Parallelization in domains vs states
We can divide up the work among the processors in different ways, by dividing up the points into domains for each processor, or dividing the states into groups for each processor, or a combination of both. Try out different combinations by adding to your input file
ParStates = 2
ParDomains = 12
and run on 24 cores, with different numbers in the first two fields whose product is the total number of processors (‘‘e.g.’’ 6 x 4, 3 x 8, …).
PFFT Poisson solver
Another thing you can try is to compare the PFFT (parallel FFT) Poisson solver against the one we were using before (look in the output file to see which one it was). You will need to use this aprun line in your job script instead of the previous one:
aprun -n XXX /global/homes/j/joseba/octopus/bin/octopus_mpi &> output_td_XXX
in order to use a different octopus compilation that uses that library, and add these lines to your input file:
PoissonSolver = fft
FFTLibrary = pfft
Compare some runs against one on a similar number of processors that you did previously. How does the time for this solver compare? You can also try ordinary FFTW (not parallel) with
FFTLibrary = fftw
Parallelization of the ground state
We can also try different parameters and algorithms to see their effect on the speed of the ground-state calculation, for 24, 48, or 96 processors. Look each up in the variable reference to see what they mean, and see which of the options you were using in the previous runs.

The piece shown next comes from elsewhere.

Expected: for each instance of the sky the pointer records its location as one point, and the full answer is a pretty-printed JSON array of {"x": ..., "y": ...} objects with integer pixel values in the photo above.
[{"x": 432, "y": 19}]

- parallelization in domains vs states (as above)
- Eigensolver = rmmdiis, plan, cg, cg_new, lobpcg.
- StatesOrthogonalization = cholesky_serial, cholesky_parallel, mgs, qr
- SubspaceDiagonalization = standard, scalapack
- linear-combination of atomic orbitals (LCAO) for initial guess: LCAOAlternative = yes, no. In this case, add MaximumIter = 0 to do just LCAO rather than the whole calculations.